I think it may be useful for our channel to benefit from the top line statistics which show the broad trends thus far, and we can update monthly to show how the trend is moving..
Obviously, our customer base changes with events in the market – companies are bought, and sold, there are mergers and some retirements, but the broad trend is still valuable.
Here are the baseline facts;
PAE Business support and manages devices across the EMEA region, however just over 98% of the page volume is in Western Europe. These volumes are managed by a wide variety of businesses within our channel of some 700 organisations. We have used November 2019 to benchmark as our last “old normal” month.
In November 2019 monitored devices produced 1,052,845,276 pages.

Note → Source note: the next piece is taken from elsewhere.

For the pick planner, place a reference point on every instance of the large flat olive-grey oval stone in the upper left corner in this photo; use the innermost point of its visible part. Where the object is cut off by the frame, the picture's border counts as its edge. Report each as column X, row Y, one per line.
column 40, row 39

Less than 6 months later by April 2020, we were in the midst of the first lockdown. As a result the number of pages output had reduced by a staggering 65.7% to 34.3% of the November 2019 total. This was like for like in terms of our customer base.
Fast (slow) forward to November 2020, a year on from our benchmark month and the volume had recovered and was at 86.2% of the November 2019 total… great news.
Into 2021 where we saw a resurgence of Covid 19 into the New Year and lockdowns once again emerge across Europe.
The impact was immediate – in February 2021 the page volume was down to 62.3 of the November 2019 total, a short month perhaps but January was only at 63.4% so definitely the pandemic affecting activity in the office. The summer of 2021 saw the corporate world waking up. PAE Business returned to the office and had to get larger premises as we had grown in period between moving to working from home and returning to the office. This was reflected in a steady increase in the page volumes across our base growing steadily every month except August until November 2021 when it reached the highest point in two years at 91.4% of our benchmark.
So nearly up to date and December 2021 was the month of the Omicron Variant – everyone feared the worst but thankfully it was milder than expected and the market seemed to shrug and carry on. As a result the January and February figures were only 81% and 80% respectively but that is nearly 20% higher than where we were in the same period 12 months earlier.
The signs are encouraging but given the situation in Ukraine and the recent developments in Shanghai I think it would be rash to forecast where the market will be by November 2022.